Kitabın başlarından sonuna kadar bu muzdaripliği ve bunun hakkındaki sorgulamaları görüyoruz. Geçmişe dönüp baktığında bebekliğindeki kesik kesik anıları incelerken bir 'yarığa' baktığını söyler Arieka ve ekler: "Deneysel bir çaba benimkisi, yarığın nereye açıldığını bilmeden bakıyorum; ne işe yaradığını ve beni tanımlayacağını bilmeden. Başka bir yerde değil de burada olmamın sebebi budur."
Bebekliğiyle beraber Pyhtia olmasına kadar geçen çocukluk dönemlerini de gözden geçirir. Oldukça zengin bir ailede doğan Arieka, zenginliğin sonucu olarak "elalem ne der" sözleri arasında kız olduğu için davranışlarına oldukça dikkat etmek zorundadır. Herhangi bir eğitim verilmez ya da abileri gibi başka şehirlere iş öğrenmeye gönderilmez, günlerini evde, aynı şeyleri yaparak geçirir. Ailesi evlenip evden gideceği günü beklemektedir. Bu konuda da sözlü ve sözsüz zorbalığa maruz kalır. Çünkü "çirkin" bir kızdır ve söylediklerine göre biriyle evlenmesi için ona normalin iki katı kadar çeyiz koymaları gerekmektedir. Bu da yetmezmiş gibi çocukken maruz kaldığı bir olayın başkarakakteriyle evlenmek zorunda bırakılır bir gün. Olay ise şudur: Komşularının oğlu ve Arieka'yla başka bir kız oyun oynarlar. Oyun, iki kızın oğlanın kölesi olmasıdır. Oyunda köleler artık özgür olmadığında sahipleri çıplak kalçalarına vurur ve oğlan da kızlara aynı şeyi yapar. Daha sonra çocuk olan Arieka dadısına bunun uygulanıp uygulanmadığını sorar. Ondan sonra olayı anlayan dadı bunu Arieka'nın annesine söyler. Karşılık olarak Aerika, kuru ekmek, su ve tüm gün nakışla cezalandırılır. Babası bu cezayı verme sebebini şöyle açıklar annesine: "Bu tür durumlarda Demetria, kabahat çoğu zaman kızdadır." Aerika bu olayla ilk kez mutsuzluğu tadar. "Çocukken kızların kız olduklarını bilmemekten gelen mutluluklarını henüz bilmedikleri bir dönem vardır." Arieka kız olduğunun farkına varır ve bu mutlu dönem geride kalır.

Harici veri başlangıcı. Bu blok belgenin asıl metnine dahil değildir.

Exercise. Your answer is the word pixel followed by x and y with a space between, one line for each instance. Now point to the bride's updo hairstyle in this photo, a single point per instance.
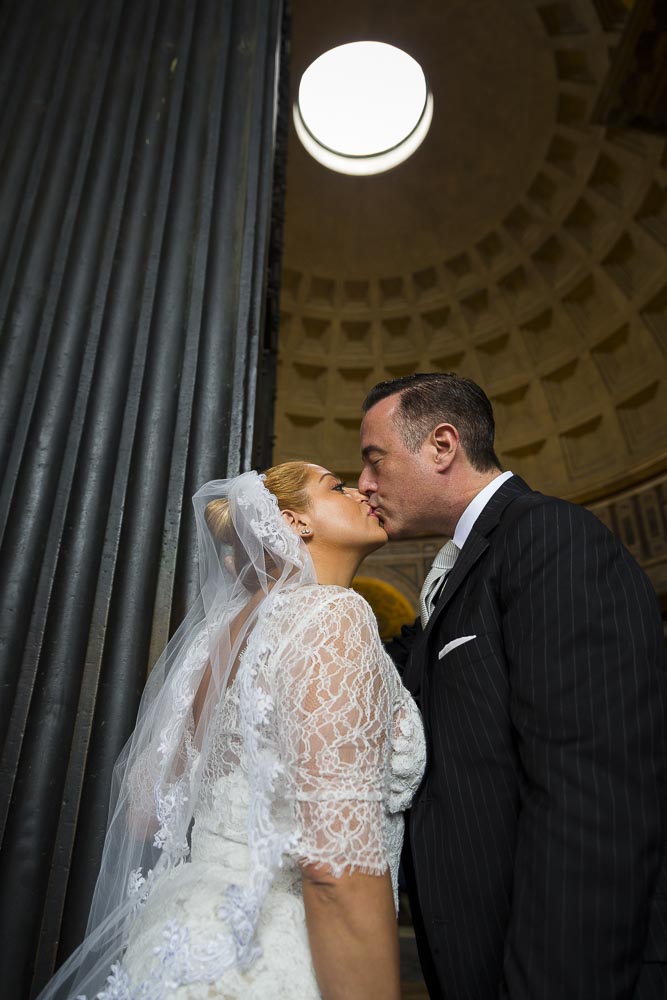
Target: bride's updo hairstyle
pixel 288 483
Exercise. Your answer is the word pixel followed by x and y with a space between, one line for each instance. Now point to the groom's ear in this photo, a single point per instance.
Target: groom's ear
pixel 445 442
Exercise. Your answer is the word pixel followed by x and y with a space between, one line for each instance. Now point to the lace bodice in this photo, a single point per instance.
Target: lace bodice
pixel 347 734
pixel 341 755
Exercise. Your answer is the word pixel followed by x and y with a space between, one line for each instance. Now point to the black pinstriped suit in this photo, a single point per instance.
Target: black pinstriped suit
pixel 535 842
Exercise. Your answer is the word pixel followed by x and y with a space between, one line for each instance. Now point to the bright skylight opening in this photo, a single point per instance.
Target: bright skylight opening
pixel 363 107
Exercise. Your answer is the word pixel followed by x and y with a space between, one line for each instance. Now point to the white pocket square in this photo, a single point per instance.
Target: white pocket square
pixel 449 646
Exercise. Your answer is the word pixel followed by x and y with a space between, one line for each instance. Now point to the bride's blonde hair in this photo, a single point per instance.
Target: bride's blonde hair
pixel 288 483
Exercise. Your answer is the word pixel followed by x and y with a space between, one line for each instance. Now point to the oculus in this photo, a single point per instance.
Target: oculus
pixel 363 108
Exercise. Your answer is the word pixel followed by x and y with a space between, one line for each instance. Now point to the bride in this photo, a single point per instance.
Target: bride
pixel 256 820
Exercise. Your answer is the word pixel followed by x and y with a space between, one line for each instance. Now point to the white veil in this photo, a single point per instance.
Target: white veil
pixel 157 778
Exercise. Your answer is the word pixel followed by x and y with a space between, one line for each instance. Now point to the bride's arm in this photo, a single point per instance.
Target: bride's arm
pixel 337 721
pixel 351 924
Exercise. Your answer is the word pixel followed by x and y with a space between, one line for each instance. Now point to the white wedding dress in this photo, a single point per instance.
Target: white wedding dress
pixel 351 753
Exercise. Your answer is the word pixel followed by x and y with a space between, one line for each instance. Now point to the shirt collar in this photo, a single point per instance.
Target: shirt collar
pixel 475 508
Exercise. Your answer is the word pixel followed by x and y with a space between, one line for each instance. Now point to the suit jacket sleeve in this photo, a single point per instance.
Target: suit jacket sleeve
pixel 586 661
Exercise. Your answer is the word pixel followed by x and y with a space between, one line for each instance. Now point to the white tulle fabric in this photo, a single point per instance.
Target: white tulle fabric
pixel 306 749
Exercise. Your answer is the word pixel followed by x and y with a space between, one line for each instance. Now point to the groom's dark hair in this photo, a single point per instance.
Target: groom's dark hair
pixel 431 398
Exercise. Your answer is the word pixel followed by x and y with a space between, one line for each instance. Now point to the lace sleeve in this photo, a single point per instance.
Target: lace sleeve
pixel 335 721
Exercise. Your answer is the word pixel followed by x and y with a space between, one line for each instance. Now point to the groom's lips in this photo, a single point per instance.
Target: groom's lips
pixel 374 512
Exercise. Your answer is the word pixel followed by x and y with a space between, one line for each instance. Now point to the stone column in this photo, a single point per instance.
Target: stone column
pixel 136 152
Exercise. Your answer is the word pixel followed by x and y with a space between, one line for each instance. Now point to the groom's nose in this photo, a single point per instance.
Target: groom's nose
pixel 366 485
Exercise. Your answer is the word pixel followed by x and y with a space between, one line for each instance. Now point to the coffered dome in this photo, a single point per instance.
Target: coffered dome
pixel 520 245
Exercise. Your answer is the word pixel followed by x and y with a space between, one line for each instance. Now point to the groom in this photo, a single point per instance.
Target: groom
pixel 534 848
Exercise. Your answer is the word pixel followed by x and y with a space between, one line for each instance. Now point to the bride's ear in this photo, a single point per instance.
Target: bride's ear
pixel 298 523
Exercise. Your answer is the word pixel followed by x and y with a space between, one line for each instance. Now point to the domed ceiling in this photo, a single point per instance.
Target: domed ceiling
pixel 520 245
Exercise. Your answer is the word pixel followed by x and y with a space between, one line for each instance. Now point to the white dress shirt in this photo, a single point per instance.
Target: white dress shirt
pixel 475 508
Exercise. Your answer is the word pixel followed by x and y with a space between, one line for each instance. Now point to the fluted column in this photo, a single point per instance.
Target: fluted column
pixel 136 159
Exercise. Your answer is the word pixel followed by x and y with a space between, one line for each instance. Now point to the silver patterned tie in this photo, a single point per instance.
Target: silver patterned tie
pixel 442 564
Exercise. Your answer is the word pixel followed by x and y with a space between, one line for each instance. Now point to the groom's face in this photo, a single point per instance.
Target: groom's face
pixel 400 484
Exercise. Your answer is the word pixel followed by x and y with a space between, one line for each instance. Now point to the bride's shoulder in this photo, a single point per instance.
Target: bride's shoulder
pixel 325 602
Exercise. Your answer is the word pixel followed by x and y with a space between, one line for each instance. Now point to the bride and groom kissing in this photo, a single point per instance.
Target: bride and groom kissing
pixel 258 822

Büyüdüğünde, evlenme yaşı geldiğinde, taliplerin arasında bu oğlan da vardır ve ailesi -babası- onunla evlenmesini söyler. Arieka hayır dese de bunun bir önemi yoktur. O da evden kaçar, daha doğrusu kaçmaya çalışır ama beceremez. Yolda av köpekleri tarafından saldırıya uğrar ve ailesini rezil eder. Oğlan da evlenmekten vazgeçer. Onu ise evde oluşan bu yeni kargaşadan İonides kurtarırır. Büyük Hanımefendi (1.Pythia) ve Genç Hanımefendi (2.Pythia) yanında bir gün onların yerini almak için eğitilmeye, tapınağa götürülür. Ondan sonra olay örgümüz daha da hareketlenir. Çünkü Arieka tapınağa geldikten kısa bir süre sonra 1. ve 2. Pythia ölür. Artık tanrı sözünü iletecek bir tek o kalmıştır. Baharın gelişiyle düzenlenen törende insanlar, önemli insanlar, Pythia'ya gelecekleri hakkında soru sorar ve tanrıdan gelecek cevabı beklerler. Bu görev ise törene az bir süre kala ölen Pythia'lardan sonra Arieka'ya kalır.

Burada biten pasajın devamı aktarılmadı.